Right. Лёгкая cannot mean 'giving a lot of light'.
Not sure. I wouldn’t use «све́тлая» for something giving the light. I can’t vouch this is 100% incorrect, but this is not something I would use. I'd say «Эта ла́мпа така́я я́ркая» 'This lamp is so bright'.
That makes sense. I guess in English too we'd normally say bright rather than light.
Could you tell me, how does the meaning of ясный compare to яркий and светлый?
I wouldn’t use «ясный» for the lamp either. «Я́ркий» is something that's immediately noticeable, it catches your eye. Metaphorically you could say «я́кий челове́к» to mean someone who stands out.
«Я́сный» is something that can be easily seen, or allows you to see clearly (я́сная пого́да is the weather when you can see the sky), but it doesn't attract attention. Metaphorically it can mean «understandable». «Я́сно» is the common answer, like «I see», to show that you understand the speaker.
«Све́тлый» is something that has a lot of light, or something that is close to white in colour. Metaphorically it can be used to mean something good, like in «све́тлое бу́дущее» 'bright future'.
Yes, we definitely can. But it sounds more formal than "Хорошо, что лампа такая лёгкая", I can't imagine myself saying "Хорошо, что лампа так легка" in a day-to-day conversation, it just feels out-of-place in informal colloquial speech.
Really? Do you use a lot of long adjectives (as opposed to short adjectives) in day-to-day conversation?
Well, it really depends on the adjective, some short adjectives sound better than others. But yes, I feel I use less short adjectives in normal speech and use more of them in writing. E.g. I could write "Она очень знаменита", but when speaking, I'd usually say "Она очень знаменитая".
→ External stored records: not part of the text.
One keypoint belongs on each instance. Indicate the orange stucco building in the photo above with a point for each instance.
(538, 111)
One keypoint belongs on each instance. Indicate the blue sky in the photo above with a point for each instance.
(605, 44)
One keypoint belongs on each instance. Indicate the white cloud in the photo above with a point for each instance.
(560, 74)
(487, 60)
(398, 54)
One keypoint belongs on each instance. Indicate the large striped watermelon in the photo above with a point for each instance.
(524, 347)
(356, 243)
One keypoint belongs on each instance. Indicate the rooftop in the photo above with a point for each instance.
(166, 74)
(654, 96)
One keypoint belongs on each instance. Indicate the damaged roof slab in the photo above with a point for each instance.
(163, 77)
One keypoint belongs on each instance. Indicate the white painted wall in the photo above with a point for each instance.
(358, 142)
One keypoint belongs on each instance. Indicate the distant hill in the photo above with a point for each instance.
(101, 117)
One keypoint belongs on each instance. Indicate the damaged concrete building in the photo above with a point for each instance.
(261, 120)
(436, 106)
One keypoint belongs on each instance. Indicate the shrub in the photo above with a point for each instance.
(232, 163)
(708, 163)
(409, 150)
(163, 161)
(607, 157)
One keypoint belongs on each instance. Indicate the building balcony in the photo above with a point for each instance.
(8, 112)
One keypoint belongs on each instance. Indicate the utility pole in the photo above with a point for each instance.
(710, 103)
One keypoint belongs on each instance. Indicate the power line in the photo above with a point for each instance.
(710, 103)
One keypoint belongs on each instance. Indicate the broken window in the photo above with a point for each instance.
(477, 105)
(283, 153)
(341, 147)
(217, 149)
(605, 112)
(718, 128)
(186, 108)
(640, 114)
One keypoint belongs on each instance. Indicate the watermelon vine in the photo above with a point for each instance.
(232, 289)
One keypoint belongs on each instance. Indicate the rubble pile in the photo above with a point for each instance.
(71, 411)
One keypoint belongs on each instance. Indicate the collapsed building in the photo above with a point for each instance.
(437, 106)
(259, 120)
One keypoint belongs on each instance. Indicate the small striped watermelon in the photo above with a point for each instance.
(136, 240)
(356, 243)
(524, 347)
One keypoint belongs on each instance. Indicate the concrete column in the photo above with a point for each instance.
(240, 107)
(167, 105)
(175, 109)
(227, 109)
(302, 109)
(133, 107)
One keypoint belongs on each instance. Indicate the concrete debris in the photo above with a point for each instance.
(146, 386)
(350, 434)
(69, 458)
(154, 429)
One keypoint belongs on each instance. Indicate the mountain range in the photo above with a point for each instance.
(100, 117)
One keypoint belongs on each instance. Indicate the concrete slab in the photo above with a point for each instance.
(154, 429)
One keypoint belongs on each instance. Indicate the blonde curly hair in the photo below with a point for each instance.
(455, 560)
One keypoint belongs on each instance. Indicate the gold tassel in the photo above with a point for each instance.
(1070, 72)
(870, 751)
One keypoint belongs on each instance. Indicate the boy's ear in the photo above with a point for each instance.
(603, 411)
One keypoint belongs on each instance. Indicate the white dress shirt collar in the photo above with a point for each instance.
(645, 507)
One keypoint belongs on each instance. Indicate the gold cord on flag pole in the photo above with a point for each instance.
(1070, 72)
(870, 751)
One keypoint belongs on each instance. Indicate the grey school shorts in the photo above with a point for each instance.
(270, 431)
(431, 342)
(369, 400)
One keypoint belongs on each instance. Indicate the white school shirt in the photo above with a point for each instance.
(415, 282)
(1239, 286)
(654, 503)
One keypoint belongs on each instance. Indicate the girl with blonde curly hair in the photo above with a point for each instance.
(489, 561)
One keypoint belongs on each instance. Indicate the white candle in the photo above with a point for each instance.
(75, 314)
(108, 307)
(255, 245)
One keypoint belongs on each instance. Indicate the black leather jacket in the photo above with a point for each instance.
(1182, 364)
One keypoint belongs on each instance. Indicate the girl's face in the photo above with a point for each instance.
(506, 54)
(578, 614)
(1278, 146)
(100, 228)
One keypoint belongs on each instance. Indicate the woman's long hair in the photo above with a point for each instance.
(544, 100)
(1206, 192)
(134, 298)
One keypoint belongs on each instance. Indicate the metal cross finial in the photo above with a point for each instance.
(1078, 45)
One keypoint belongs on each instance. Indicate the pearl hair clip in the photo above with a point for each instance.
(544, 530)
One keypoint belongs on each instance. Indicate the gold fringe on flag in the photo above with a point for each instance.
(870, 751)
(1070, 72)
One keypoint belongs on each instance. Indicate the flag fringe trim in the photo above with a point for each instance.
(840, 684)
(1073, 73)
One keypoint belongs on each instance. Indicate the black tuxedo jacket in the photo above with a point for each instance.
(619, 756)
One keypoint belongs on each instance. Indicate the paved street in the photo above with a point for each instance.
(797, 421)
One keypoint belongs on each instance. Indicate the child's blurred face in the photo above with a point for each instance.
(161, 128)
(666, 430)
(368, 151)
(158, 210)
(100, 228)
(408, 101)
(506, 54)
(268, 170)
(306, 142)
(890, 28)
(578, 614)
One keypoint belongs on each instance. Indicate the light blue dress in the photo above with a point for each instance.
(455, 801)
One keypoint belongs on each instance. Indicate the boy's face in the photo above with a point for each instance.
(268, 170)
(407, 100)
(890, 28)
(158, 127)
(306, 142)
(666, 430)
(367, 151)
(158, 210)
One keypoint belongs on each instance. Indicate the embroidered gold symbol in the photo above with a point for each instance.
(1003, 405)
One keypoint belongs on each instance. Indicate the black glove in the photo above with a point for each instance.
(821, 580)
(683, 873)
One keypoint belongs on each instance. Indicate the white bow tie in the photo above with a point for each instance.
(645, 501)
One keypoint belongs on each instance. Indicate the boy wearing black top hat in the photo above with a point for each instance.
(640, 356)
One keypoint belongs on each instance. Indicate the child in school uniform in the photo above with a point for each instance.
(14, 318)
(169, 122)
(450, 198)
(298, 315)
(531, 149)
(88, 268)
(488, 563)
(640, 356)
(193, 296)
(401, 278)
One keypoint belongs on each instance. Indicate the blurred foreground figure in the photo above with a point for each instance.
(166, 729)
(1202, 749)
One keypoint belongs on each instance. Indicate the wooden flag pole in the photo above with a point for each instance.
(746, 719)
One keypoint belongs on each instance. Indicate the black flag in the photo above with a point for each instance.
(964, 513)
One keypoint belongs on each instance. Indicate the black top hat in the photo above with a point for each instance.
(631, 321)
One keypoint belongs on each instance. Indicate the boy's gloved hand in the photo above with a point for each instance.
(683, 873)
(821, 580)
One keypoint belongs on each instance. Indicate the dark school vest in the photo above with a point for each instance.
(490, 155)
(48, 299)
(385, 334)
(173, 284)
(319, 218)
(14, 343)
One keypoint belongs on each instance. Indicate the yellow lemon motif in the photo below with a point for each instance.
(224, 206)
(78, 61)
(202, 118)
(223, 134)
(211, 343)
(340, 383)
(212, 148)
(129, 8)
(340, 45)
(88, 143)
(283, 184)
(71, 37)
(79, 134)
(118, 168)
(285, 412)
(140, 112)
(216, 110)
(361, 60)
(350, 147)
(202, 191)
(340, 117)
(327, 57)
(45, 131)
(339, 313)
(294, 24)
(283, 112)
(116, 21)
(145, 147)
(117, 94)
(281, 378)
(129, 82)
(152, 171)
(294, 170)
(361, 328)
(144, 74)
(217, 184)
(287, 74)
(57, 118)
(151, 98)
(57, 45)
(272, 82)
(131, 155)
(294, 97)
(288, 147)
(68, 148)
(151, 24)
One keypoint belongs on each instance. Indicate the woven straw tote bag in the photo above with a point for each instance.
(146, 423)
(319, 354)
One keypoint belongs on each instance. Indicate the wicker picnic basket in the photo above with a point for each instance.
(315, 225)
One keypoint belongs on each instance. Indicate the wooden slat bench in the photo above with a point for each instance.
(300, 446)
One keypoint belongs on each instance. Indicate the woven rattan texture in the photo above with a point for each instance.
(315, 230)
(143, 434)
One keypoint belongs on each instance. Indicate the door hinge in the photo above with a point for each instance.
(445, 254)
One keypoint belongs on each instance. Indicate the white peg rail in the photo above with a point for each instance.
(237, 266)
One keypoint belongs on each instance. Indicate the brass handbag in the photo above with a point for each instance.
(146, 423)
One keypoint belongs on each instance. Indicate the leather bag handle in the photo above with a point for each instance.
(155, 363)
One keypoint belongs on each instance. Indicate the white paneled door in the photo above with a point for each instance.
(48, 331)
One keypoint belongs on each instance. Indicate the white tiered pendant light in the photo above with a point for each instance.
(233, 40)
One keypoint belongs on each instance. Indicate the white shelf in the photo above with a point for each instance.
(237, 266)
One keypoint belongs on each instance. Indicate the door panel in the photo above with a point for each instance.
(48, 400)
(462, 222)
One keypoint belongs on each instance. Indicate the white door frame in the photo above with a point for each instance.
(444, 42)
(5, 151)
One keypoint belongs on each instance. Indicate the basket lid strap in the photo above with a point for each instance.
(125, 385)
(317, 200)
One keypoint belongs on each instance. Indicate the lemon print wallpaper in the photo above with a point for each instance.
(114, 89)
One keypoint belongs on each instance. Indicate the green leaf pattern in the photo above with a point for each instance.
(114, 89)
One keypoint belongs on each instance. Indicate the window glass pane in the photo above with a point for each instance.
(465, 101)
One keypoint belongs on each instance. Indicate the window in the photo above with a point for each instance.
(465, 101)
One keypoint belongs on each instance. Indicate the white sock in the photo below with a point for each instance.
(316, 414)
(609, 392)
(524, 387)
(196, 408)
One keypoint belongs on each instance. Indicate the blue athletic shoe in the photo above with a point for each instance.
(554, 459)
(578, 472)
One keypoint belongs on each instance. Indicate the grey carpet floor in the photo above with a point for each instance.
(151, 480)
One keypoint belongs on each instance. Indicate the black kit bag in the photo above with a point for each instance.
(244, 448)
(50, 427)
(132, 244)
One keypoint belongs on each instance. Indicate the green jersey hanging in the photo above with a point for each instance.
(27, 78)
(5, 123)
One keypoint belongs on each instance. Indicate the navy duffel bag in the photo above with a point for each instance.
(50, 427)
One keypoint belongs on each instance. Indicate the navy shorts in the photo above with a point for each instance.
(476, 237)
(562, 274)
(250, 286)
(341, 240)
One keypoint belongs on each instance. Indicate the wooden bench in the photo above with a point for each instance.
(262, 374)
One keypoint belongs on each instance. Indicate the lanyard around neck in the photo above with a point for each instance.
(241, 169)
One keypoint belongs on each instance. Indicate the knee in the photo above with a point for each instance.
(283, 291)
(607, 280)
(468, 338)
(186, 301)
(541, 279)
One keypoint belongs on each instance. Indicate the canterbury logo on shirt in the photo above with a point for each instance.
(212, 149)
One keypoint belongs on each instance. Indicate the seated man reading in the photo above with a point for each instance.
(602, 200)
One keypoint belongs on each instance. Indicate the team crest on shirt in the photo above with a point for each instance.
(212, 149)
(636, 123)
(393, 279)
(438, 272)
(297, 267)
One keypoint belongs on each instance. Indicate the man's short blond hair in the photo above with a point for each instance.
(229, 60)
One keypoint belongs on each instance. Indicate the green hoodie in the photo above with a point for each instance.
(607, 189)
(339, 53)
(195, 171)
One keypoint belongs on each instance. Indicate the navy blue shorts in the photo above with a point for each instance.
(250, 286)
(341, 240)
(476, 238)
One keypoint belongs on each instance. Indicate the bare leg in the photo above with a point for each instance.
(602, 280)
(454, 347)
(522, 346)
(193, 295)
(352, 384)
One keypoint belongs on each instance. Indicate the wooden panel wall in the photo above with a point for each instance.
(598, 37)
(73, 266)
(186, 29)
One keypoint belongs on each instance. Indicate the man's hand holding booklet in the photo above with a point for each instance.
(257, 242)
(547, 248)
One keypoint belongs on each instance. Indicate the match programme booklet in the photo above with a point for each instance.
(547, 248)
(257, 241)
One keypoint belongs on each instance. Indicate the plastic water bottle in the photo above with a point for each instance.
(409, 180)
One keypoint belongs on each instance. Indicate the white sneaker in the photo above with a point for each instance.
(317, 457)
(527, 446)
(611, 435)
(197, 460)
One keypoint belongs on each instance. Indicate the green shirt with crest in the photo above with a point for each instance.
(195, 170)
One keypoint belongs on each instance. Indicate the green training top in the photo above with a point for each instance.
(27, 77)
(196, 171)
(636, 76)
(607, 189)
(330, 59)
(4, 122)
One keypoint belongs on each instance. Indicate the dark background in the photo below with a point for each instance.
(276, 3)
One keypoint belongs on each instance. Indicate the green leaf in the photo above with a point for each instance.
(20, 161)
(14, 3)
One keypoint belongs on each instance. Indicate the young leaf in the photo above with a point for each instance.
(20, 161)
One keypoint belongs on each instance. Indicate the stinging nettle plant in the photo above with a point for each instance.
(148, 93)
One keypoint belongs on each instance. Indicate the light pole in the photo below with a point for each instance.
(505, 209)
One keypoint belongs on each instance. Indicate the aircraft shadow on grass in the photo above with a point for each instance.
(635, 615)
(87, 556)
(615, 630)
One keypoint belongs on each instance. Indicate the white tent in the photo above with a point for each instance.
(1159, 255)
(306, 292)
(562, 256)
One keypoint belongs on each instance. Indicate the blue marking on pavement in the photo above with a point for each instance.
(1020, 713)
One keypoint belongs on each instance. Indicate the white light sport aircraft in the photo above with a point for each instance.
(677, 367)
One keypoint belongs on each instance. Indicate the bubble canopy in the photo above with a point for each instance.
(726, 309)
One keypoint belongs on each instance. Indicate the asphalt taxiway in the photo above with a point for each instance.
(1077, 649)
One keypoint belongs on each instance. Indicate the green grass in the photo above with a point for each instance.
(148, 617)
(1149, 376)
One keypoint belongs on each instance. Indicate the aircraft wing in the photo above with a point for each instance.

Thanks! That's good news for me, because there are various rules (rather than one hard rule) for forming and pronouncing short adjectives, and I find it much easier to use longer adjectives when I'm talking to people in Russian
There are very few short adjectives that are acceptable in speech.
A few predicative adjectives only exist in short form (e.g., рад, должен), there are also adjectives that have a distinctive meaning and use when short (болен, мал, велик, похож, доволен), especially when there are dependent words (Ты так похож на неё!).
Some short adjectives assign "states" (жарко, холодно, хорошо, плохо, тепло, ветренно, дождливо) that are observed in general (weather) or experienced by someone (Мне холодно ~ I am cold, I feel cold).
Apart from that, the only place where you can use a wide range of short adjectives is one-word exclamations like "Good!", "Perfect!", "Awful!" "Marvellous!" and so on. Whichever synonim of "terrific" or "awful" you choose—there are plenty—, you always use a short adjectives used in its neuter form: хорошо, отлично, превосходно, классно, клёво, круто, неплохо, чудесно, великолепно, потрясающе / плохо, ужасно, мерзко, погано
Since some of these, namely, exclamations and feelings, are always in neuter and do not even change gender anyhow (some, like можно and нельзя, don't have gender at all), there are different ways to classify such words in Russian. "Category of state" is often considered a separate class that encompasses these words. This course does not focus too much on theory here because all these words are rather similar from a learner's POV.